Books

Bass' 'All the Land' Explores Effect of Texas Oil

by Tara Merrigan

“A strange and powerful landscape summons strange and powerful happenings.” This line is both refrain and foundation for Rick Bass’s All the Land to Hold Us (Houghton Mifflin Harcourt), a captivating novel that ponders a history of human greed and if the future holds redemption.

All the Land is the story of a West Texas small town, and how its residents interact with the desert around them. There is Richard, the oil geologist who, like the conquistadors before him, plunders the land; Clarissa, the frightened waif who goes outdoors only at night to preserve her fair-skinned beauty; Marie, the overworked and neglected wife who remakes her life; and Herbert Mix, the eccentric and insatiable peg-legged collector who hauls bones and trinkets back from the desert to display in his garage-turned-museum. These characters are just one part of this book’s magic, though. The novel derives its richness from Texas-native Bass’s love for the land; descriptions of moody desert nights and the sun’s deadly heat entrance the reader just as the natural elements themselves do the characters.

Bass opens with a lively traipse through the history of West Texas and those who have despoiled it. The novel then picks up with the short-lived love of Richard and Clarissa, who dies due to the extreme sunburn she suffers while out with Richard one day. The book then jumps back a few decades to Marie’s troubles with her husband, who greedily harvests salt from the desert, as well as Marie’s desperate attempt to save a circus elephant. (This scene is just the kind of “strange and powerful” happening that makes this narrative so enchanting.)

From its start, then, it is clear that All the Land is a novel with a purpose: to shed light on a real-world problem that deeply troubles its author, who is himself a staunch eco-activist. Just earlier this year, Bass was arrested for protesting the Keystone XL pipeline in front of the White House. This passion for the environment is evident in All the Land, a novel that at its very core is an elegiac lament of history’s cyclical nature — this, for West Texas, means a continual despoiling of the land. And the novel, which is set during the oil industry’s halcyon days prior to the West Texas crash of '82, seems nervous about that next round of despoiling — since West Texas has recently seen the resurgence of its oil business.

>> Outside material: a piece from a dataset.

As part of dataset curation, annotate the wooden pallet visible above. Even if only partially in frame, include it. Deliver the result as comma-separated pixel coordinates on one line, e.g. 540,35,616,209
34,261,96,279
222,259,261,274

Perhaps Rick Bass, the son of a geologist who also holds a degree in geology himself, sees Richard as the man he might’ve been had he pursued the career for which his university studies prepared him. He, too, might’ve spent years sucking black gold out of the Earth and then, disillusioned, turned to finding fresh water for the town whose water supply his industry contaminated. (The similarity of the author’s and character’s name, Rick being a nickname for Richard, certainly contributes to the musing.)

Although politically progressive, All the Land to Hold Us is, ultimately, a safe novel. It does not push the boundaries of literary form or seek to find a new way to represent and struggle with the notions of place and history, like Faulkner does with his fictional Yoknapatawpha County in his plotless novel of consciousness Absalom, Absalom. Politics and art are sometimes said to be immiscible forces, and that too much concern for the former compromises the latter. In All the Land’s case, a political agenda doesn’t make bad art — it just doesn’t make great art. Other flaws come from a different aspect of Bass’ past: the author of many works of nonfiction, including a memoir that was a finalist for the National Book Critics Circle Award, Bass indulges the nonfiction writer’s penchant for summary and tidiness, which come off as too heavy-handed for a novel.

“One sometimes wonders if Bowie and Travis and the rest would have fought so hard for this land if they had known how many ugly motels and shopping centers would eventually stand on it.” This question, posed by the Texas literary giant Larry McMurtry, is also a concern for Bass, who asks of oil fields and contaminated water instead of “ugly motels and shopping centers.”

Nevertheless, unlike McMurtry’s work, All the Land is not a novel preoccupied with rendering an authentic artistic portrayal of Texas; it is, instead, a novel worried by an activist’s, not an aesthete’s, concerns.